Every school defined as select automatically qualifies for the playoffs, although not one of the five divisions can field 32 teams, while the non-select schools have a full complement in five of the seven classes.
Re-read the first two words of the previous paragraph.
A select school basketball team is an automatic playoff contender even if it has not won a single game. That’s the only way to fill a 32-team, bracket with 12 to 23 teams.
It’s worse for select girls’ basketball teams.
Division V (classes B and C schools by enrollment) has just seven teams, that bypass the first two playoff rounds and advance directly into the quarterfinals.
While the non-select (212 public school) teams are playing basketball, the teams in Division V will be idle for a week, and seven of the nine girls’ teams in Division I will also watch the first two rounds pass by before they play a game.
There are 212 teams in the non-select boys’ tournament; 216 in the girls’ post-season tournament. There are only 16 first-round byes combined in Class C girls’ brackets and four in Class B.

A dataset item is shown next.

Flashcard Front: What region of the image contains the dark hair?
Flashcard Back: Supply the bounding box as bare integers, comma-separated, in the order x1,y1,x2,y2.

I realize keeping up with the math is a bit tedious, but I’m sure you will agree that 12 byes in one bracket compared to 54 on the other is blatantly unfair.
Coaches step up
Although a majority of the principals don’t see this as an issue, the Louisiana High School Basketball Officials Association does. The men and women of this organization want to return to a common playoff system that prevailed from 1920 through 2016.
But last January, the principals changed the voting procedure. They ruled that it will take a two-thirds vote to pass an agenda item into law. It used to require a simple 50- percent-plus-1 vote to pass an item.
Once the principals passed the dual playoff system for football in 2013 and added basketball, baseball and softball to the quagmire by a simple majority vote in 2016, they approved the two-thirds vote.
A smooth move. Had that been in place before 2013, the LHSAA would still have a common playoff system in which the best teams meet for a single state championship.
I don’t see a common playoff returning because two-thirds of the high school principals in Louisiana can’t agree on anything that would benefit the minority members subjected to a “Select” label.
The basketball coaches made a noble gesture. It will fall on deaf ears.
They must have expected this because they have an alternate proposal just in case.
The coaches want the LHSAA to hold the Select semifinal and final playoff rounds a week before the non-select championship tournament in Lake Charles.
Starting their playoffs a week before the non-select schools play would eliminate the bye week they have between the last regular-season playing date and the first round of the playoffs.
The principals are likely to pass this one, provided a venue is available for the championship rounds. The vote is a month away.
‘Glory Days’ finale
Great news from WLAE-TV. The award-winning “Glory Days: The Catholic League of New Orleans,” Part III, is scheduled to debut in August 2018.
The final chapter will cover the first state championship game to be played in the Superdome between Jesuit and St. Augustine in 1978. The film will also cover the dominance of St. Augustine at the end of the 1970s, Brother Martin and Holy Cross and the rise of the Shaw Eagles in the 1980s, the run of Archbishop Rummel in the 1990s and 2000s and the return of the state championship trophy to Jesuit, which reclaimed the Division I crown in 2014, more than 50 years since its last state title.
The story will once again be told through narration, interviews, photographs and archival films.